My research examines the environmental and social history of the Atlantic world beginning in the fifteenth century. I focus on the human and non-human spectrum of interactions, from violence to alliance, that brought into contact the diverse societies and ecosystems of Atlantic Africa, Iberia and the Greater Caribbean.

I am currently completing a book manuscript titled "Empire from the Commons: Political Ecologies of Colonialism and Slavery in the Early Atlantic World", which examines how popular struggles over shared property and collective resources contributed to the formation of the Portuguese and Spanish Atlantic empires over the long sixteenth century. The book offers an account of the early modern global commons from micro-historical perspectives: delving into Columbus-era spats over fishing off the coast of Morocco, the fiscalization of hunting fowl in the 16th-century Azores and the entanglement of ranching and slavery in early colonial Puerto Rico. Attentive to the politics of nature in the rhythms of settler colonialism and imperial expansion, my scholarship situates the origins of transnational environmental regulatory norms today in the conflictive socio-ecological landscape of the early modern Atlantic.

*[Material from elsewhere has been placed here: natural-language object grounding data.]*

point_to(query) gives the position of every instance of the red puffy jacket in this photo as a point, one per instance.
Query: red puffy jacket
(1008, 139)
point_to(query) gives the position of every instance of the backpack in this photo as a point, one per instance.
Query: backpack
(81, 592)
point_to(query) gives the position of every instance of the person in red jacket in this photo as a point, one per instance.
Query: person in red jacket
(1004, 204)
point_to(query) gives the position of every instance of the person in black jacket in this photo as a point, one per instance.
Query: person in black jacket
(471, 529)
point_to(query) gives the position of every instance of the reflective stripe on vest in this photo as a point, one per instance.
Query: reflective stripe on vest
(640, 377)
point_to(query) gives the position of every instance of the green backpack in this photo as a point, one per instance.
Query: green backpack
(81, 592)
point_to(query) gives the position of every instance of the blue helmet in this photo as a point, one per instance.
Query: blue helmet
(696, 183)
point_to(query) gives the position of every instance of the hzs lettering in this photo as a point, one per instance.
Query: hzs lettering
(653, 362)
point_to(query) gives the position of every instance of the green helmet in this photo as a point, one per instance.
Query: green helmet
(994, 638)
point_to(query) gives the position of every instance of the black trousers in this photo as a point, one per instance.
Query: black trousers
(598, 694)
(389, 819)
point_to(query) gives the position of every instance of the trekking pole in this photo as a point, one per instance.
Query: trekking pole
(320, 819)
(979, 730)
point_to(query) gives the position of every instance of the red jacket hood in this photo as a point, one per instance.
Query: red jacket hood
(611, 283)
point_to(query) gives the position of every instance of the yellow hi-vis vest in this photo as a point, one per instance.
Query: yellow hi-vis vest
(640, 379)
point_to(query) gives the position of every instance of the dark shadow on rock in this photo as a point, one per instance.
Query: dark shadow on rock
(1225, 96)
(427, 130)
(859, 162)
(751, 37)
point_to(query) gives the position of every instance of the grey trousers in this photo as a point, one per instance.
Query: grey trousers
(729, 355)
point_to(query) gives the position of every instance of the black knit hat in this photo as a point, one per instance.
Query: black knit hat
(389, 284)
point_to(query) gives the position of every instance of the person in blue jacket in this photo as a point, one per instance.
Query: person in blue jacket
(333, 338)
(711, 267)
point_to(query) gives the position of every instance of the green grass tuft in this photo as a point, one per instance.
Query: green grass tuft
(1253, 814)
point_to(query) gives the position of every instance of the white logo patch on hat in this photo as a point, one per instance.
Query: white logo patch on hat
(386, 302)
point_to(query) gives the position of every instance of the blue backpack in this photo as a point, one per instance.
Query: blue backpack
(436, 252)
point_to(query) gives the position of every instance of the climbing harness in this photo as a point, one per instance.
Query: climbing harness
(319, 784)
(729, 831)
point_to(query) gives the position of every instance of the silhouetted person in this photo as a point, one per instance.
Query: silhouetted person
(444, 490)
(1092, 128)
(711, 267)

At Drexel, I offer courses in global environmental history, empires in world history and the Black Atlantic.

Selected Publications:

Books:

  • Empire from the Commons: Political Ecologies of Colonialism and Slavery in the Early Atlantic World (in progress).
  • The Voyage of the Red Dragon: Science and Violence in the Atlantic World (in progress).
  • O Livro de Tiradentes: Transmissão Atlântica de Idéias Políticas no Século XVIII with Kenneth Maxwell, Bruno Carvalho, and John Huffman (São Paulo: Companhia das Letras, 2013).

Chapters and Articles:

  • "Politics of the Hinterland: Taxing Fowl in and beyond the Ports of Terceira Island, 1550-1600." Early American Studies 15:4 (Fall 2017).
  • "Plunder and Profit in the Name of Protection: Royal Iberian Armadas in the Early Atlantic" in Lauren Benton, Adam Clulow, and Bain Attwood, eds., Protection and Empire: A Global History (Cambridge University Press, 2017).
  • "The Azorean Connection: Trajectories of Slaving, Piracy, and Trade in the Early Atlantic" in Ida Altman and David Wheat, eds., (University of Nebraska Press, forthcoming).